I invite everyone to test my latest creation, a new Latin Macronizer:
http://stp.lingfil.uu.se/~jowi4905/macronizer/
Apart from marking long vowels, it also has the ability to convert the orthography to use v and/or j, if so desired.
This project was at least partly inspired by Felipe Vogel’s Māccer program, which has two drawbacks, as I see it, which I wanted to overcome: the reliance on macronized texts for training, and the fact that it doesn’t (as far as I understand) take the context of an ambiguous word into consideration. My macronizer instead gets information about vowel lengths from a morphological analyzer (Morpheus, of the Perseus Project). To choose between ambiguous forms, the text is tagged with a parts-of-speech (POS) tagger, trained on the Latin Dependency Treebank.

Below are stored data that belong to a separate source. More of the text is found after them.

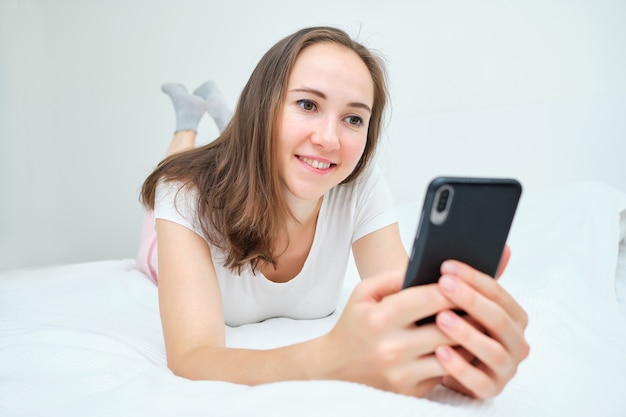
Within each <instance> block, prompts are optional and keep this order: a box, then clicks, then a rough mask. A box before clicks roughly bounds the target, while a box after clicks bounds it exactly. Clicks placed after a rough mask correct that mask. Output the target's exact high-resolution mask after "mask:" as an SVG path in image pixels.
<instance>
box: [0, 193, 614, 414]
mask: <svg viewBox="0 0 626 417" xmlns="http://www.w3.org/2000/svg"><path fill="white" fill-rule="evenodd" d="M526 194H527V195H529V196H527V195H525V196H524V197H523V199H522V203H521V206H520V209H519V212H518V216H517V219H516V222H515V224H514V226H513V230H512V234H511V238H510V241H509V242H510V245H511V247H512V250H513V257H512V259H511V262H510V265H509V268H508V270H507V272H506V274H505V275H504V276H503V277H502V280H501V282H502V285H504V286H506V287H507V289H508V290H509V291H511V292H512V293H513V294H514V295H515V296H516V297H517V299H518V300H519V301H520V302H521V303H522V305H523V306H524V307H525V308H526V309H527V311H528V313H529V316H530V324H529V327H528V332H527V336H528V340H529V343H530V344H531V354H530V357H529V359H528V360H527V361H526V362H524V363H523V364H522V366H521V367H520V369H519V372H518V374H517V375H516V377H515V378H514V379H513V381H511V383H510V384H509V386H508V387H507V388H506V389H505V391H504V392H503V393H502V394H501V395H500V396H498V397H497V398H495V399H493V400H490V401H486V402H482V401H476V400H472V399H469V398H467V397H463V396H461V395H458V394H456V393H453V392H451V391H449V390H447V389H445V388H438V389H437V390H436V391H435V392H434V393H433V394H432V395H431V397H430V398H428V399H415V398H410V397H404V396H400V395H395V394H391V393H388V392H383V391H379V390H376V389H373V388H370V387H366V386H362V385H358V384H353V383H346V382H337V381H299V382H282V383H274V384H266V385H261V386H256V387H248V386H242V385H236V384H229V383H223V382H211V381H196V382H192V381H188V380H185V379H182V378H178V377H176V376H174V375H172V374H171V373H170V371H169V370H168V369H167V367H166V365H165V355H164V348H163V342H162V336H161V329H160V322H159V315H158V305H157V290H156V287H155V286H154V285H153V284H152V283H151V282H150V281H149V280H148V279H147V278H146V277H144V276H143V275H142V274H141V273H139V272H137V271H136V270H135V269H134V264H133V262H132V261H130V260H111V261H106V262H94V263H86V264H76V265H62V266H50V267H45V268H30V269H19V270H14V271H4V272H0V415H3V416H4V415H7V416H85V415H90V416H94V415H95V416H100V415H102V416H111V415H151V416H160V415H164V416H165V415H167V416H183V415H184V416H196V415H198V416H205V415H210V416H247V415H255V416H258V415H272V416H279V415H280V416H282V415H298V416H306V415H316V416H318V415H326V416H335V415H341V416H344V415H360V416H405V415H406V416H441V415H445V416H474V415H481V416H482V415H497V416H586V415H598V416H624V415H626V396H625V395H624V394H626V354H625V353H626V320H625V319H624V315H622V311H621V310H620V305H619V304H618V299H620V300H621V302H622V304H623V306H622V307H623V308H624V311H625V312H626V303H625V302H624V295H626V274H625V273H624V272H625V271H626V268H625V267H624V265H626V256H624V255H622V257H621V258H620V259H621V261H620V263H618V242H619V241H620V239H623V235H624V228H625V227H626V221H624V216H625V215H626V212H625V211H624V210H626V195H625V194H623V193H621V192H618V191H616V190H614V189H611V188H609V187H606V186H604V185H602V184H595V183H577V184H572V185H571V186H567V187H562V188H560V189H558V190H555V192H554V193H551V195H545V196H533V195H532V193H530V192H529V191H528V190H527V191H526ZM418 210H419V204H418V203H414V204H408V205H406V206H403V207H402V208H401V209H400V218H401V230H402V235H403V239H404V241H405V244H406V245H407V246H410V244H411V240H412V237H413V233H414V229H415V224H416V222H417V216H418V213H419V211H418ZM620 213H621V214H622V222H621V223H620ZM623 253H626V250H625V251H623ZM618 267H619V268H620V269H619V270H620V271H621V272H620V274H618V276H619V280H618V281H617V282H616V280H615V277H616V269H617V268H618ZM356 279H357V278H356V270H355V268H354V266H353V265H352V266H351V267H350V268H349V270H348V277H347V280H346V285H345V290H344V296H343V297H342V303H344V302H345V300H346V298H347V296H348V294H349V292H350V290H351V288H352V285H354V282H356ZM616 288H617V289H618V292H619V294H618V295H617V296H616ZM340 311H341V307H340V308H339V309H338V312H337V313H335V314H333V315H332V316H330V317H327V318H325V319H321V320H312V321H295V320H289V319H273V320H268V321H266V322H264V323H259V324H254V325H247V326H242V327H239V328H228V329H227V337H228V344H229V345H231V346H242V347H254V348H270V347H274V346H278V345H283V344H287V343H293V342H297V341H300V340H305V339H308V338H311V337H313V336H316V335H319V334H321V333H323V332H326V331H327V330H329V329H330V328H331V327H332V326H333V324H334V322H335V320H336V319H337V316H338V313H339V312H340ZM625 315H626V314H625ZM253 371H254V370H251V372H253Z"/></svg>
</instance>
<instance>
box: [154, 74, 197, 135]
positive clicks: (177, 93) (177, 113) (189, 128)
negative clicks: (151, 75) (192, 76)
mask: <svg viewBox="0 0 626 417" xmlns="http://www.w3.org/2000/svg"><path fill="white" fill-rule="evenodd" d="M161 90H162V91H163V92H164V93H165V94H167V95H168V96H169V97H170V99H171V100H172V104H173V105H174V111H175V112H176V130H174V132H180V131H181V130H192V131H194V132H197V131H198V125H199V124H200V120H201V119H202V116H203V115H204V112H205V111H206V104H205V99H204V98H203V97H201V96H199V95H196V94H190V93H189V92H188V91H187V88H186V87H185V86H184V85H182V84H176V83H166V84H163V85H162V86H161Z"/></svg>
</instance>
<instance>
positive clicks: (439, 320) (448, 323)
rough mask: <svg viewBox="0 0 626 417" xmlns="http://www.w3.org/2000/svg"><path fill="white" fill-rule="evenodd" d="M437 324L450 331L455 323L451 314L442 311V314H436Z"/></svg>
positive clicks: (451, 314) (449, 313)
mask: <svg viewBox="0 0 626 417" xmlns="http://www.w3.org/2000/svg"><path fill="white" fill-rule="evenodd" d="M437 322H438V323H439V324H441V325H442V326H443V327H445V328H446V329H451V328H452V327H454V323H455V322H456V319H455V318H454V316H453V315H452V314H450V313H448V312H445V311H444V312H443V313H439V314H438V316H437Z"/></svg>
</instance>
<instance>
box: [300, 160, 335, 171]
mask: <svg viewBox="0 0 626 417" xmlns="http://www.w3.org/2000/svg"><path fill="white" fill-rule="evenodd" d="M300 160H301V161H302V162H304V163H306V164H307V165H310V166H312V167H313V168H315V169H328V168H330V165H331V164H330V162H320V161H317V160H315V159H309V158H300Z"/></svg>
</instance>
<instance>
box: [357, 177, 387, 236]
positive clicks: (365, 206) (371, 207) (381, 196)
mask: <svg viewBox="0 0 626 417" xmlns="http://www.w3.org/2000/svg"><path fill="white" fill-rule="evenodd" d="M364 177H365V178H364V181H363V182H362V183H361V184H359V188H360V189H359V190H358V193H357V202H356V216H355V223H354V232H353V235H352V243H354V242H356V241H357V240H359V239H360V238H362V237H363V236H365V235H367V234H369V233H372V232H375V231H376V230H379V229H382V228H383V227H386V226H389V225H390V224H393V223H396V222H397V221H398V214H397V212H396V207H395V204H394V201H393V196H392V195H391V190H390V189H389V186H388V184H387V181H386V180H385V178H384V177H383V175H382V173H381V172H380V170H379V169H378V168H376V167H374V168H373V169H371V170H370V171H367V172H365V173H364Z"/></svg>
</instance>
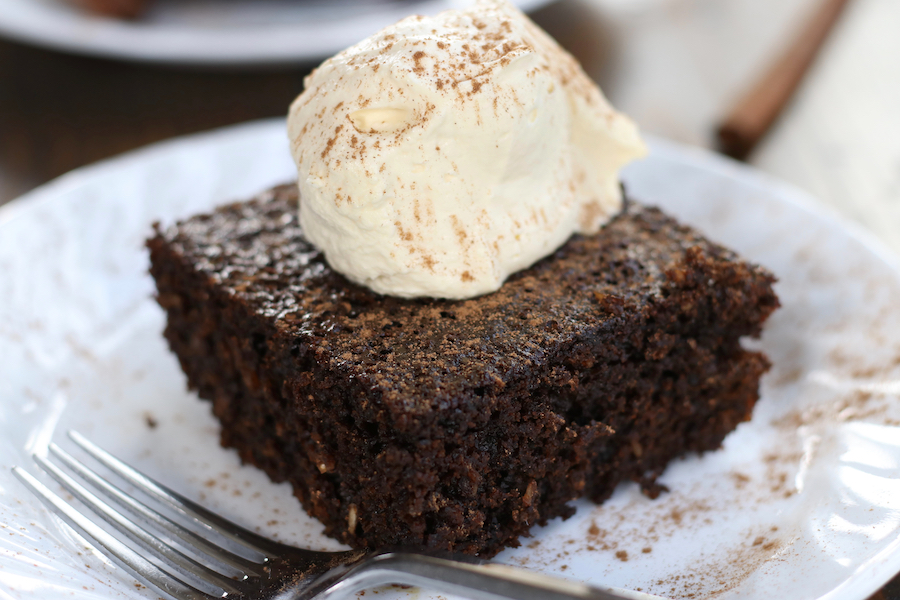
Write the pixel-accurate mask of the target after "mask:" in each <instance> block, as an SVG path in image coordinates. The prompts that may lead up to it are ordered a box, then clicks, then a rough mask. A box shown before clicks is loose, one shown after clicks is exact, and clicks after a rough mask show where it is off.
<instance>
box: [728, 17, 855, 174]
mask: <svg viewBox="0 0 900 600" xmlns="http://www.w3.org/2000/svg"><path fill="white" fill-rule="evenodd" d="M847 2H848V0H823V1H822V3H821V4H820V5H819V6H818V7H817V9H816V10H815V11H814V12H813V14H812V15H811V18H810V19H809V20H808V21H807V22H806V23H805V24H804V27H803V28H802V29H801V30H800V31H798V32H797V35H796V37H795V39H794V41H793V43H791V44H790V45H789V46H788V47H787V48H786V50H785V52H784V53H783V54H782V55H781V56H779V57H778V58H777V60H775V62H774V63H773V64H772V65H771V66H770V67H769V69H768V70H767V71H766V72H765V73H764V74H763V76H762V77H761V78H760V79H759V80H757V81H756V83H755V84H754V85H753V86H752V87H751V88H750V89H749V90H748V91H747V92H745V93H744V95H742V96H741V97H740V98H739V99H738V101H737V102H736V103H735V104H734V106H733V107H732V109H731V111H730V112H729V113H728V116H727V117H726V118H725V119H724V120H723V121H722V122H721V123H720V124H719V126H718V127H717V136H718V142H719V150H720V151H721V152H723V153H724V154H727V155H729V156H732V157H734V158H737V159H739V160H743V159H745V158H746V157H747V155H749V154H750V152H751V151H752V150H753V148H754V147H755V146H756V144H757V143H758V142H759V141H760V140H761V139H762V138H763V136H765V134H766V133H767V132H768V131H769V128H770V127H771V126H772V124H773V123H774V122H775V120H776V119H777V118H778V115H779V114H781V111H782V109H783V108H784V107H785V106H786V105H787V103H788V101H789V100H790V98H791V96H792V95H793V93H794V91H795V90H796V89H797V86H799V84H800V82H801V81H802V80H803V76H804V75H805V74H806V71H807V70H808V69H809V66H810V65H811V64H812V62H813V59H814V58H815V57H816V54H817V53H818V51H819V49H820V48H821V47H822V44H823V43H824V42H825V39H826V38H827V37H828V34H829V33H830V32H831V30H832V28H833V27H834V25H835V23H837V20H838V17H840V15H841V12H842V11H843V9H844V7H845V6H846V5H847Z"/></svg>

Any suggestions for improvements are very welcome. I’m especially interested in reports of faults that are due to errors in the Morpheus lexicon. Short of true artificial intelligence, it is of course unreasonable to expect a perfect result from the macronizer, so if you find that it in one place mixes up, say, mīseris and miserīs, that is probably what you should expect, and there is little I can do about it. If, however, you notice a macronized word form which shouldn’t exist, or which is very rare and thus highly improbable compared to the correct form, then please report it. (For example, I just today noticed that paria is often erroneously marked as parīa, which is an alternative form of parēas, a kind of snake! That will be corrected.)